Eif2ak3-flox Mouse

Eif2ak3, also known as the gene encoding protein kinase RNA-like endoplasmic reticulum kinase (PERK), is a key regulator in the unfolded protein response (UPR) and integrated stress response pathways. PERK is crucial for maintaining cellular proteostasis, especially in response to endoplasmic reticulum (ER) stress. When ER stress occurs, PERK phosphorylates eukaryotic initiation factor 2 alpha (eIF2α), which can lead to a series of downstream effects, modulating global protein synthesis and selective translation of certain transcription factors [4,5].

In genetic studies, rare variants in Eif2ak3 were found to be associated with an increased risk of Alzheimer's disease (AD) in Dutch patients, with the variant p.R240H being a main driver [1]. In a case of Wolcott-Rallison syndrome (WRS), a rare autosomal recessive disease, novel compound heterozygous mutations in Eif2ak3 were identified, establishing it as the pathogenic gene for WRS, which is characterized by neonatal diabetes, multiple epiphyseal dysphasia, and liver disease [2]. Additionally, the gut-microbe-derived metabolite trimethylamine N-oxide (TMAO) was shown to bind and activate PERK, promoting metabolic dysfunction [3]. In tauopathy models, modulation of PERK signaling showed that its activation prevented tau aggregation, while inhibition exacerbated it, suggesting that reduced PERK signaling may increase the risk of developing tauopathies [6]. Genetic variations in Eif2ak3, both coding and non-coding single-nucleotide variants (SNVs), were associated with neurocognitive impairment in people living with HIV, with coding SNVs affecting specific neurocognitive domains [7].

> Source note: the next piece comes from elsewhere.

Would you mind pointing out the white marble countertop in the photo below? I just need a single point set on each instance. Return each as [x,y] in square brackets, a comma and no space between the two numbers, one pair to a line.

In conclusion, Eif2ak3, through its encoded protein PERK, is essential for cellular proteostasis and ER stress response. Model-based research, although not specifically from KO/CKO mouse models in the provided references, has revealed its significant roles in various disease conditions such as AD, WRS, metabolic diseases, tauopathies, and neurocognitive impairment in HIV-positive individuals. Understanding Eif2ak3 functions can potentially lead to new therapeutic strategies for these diseases.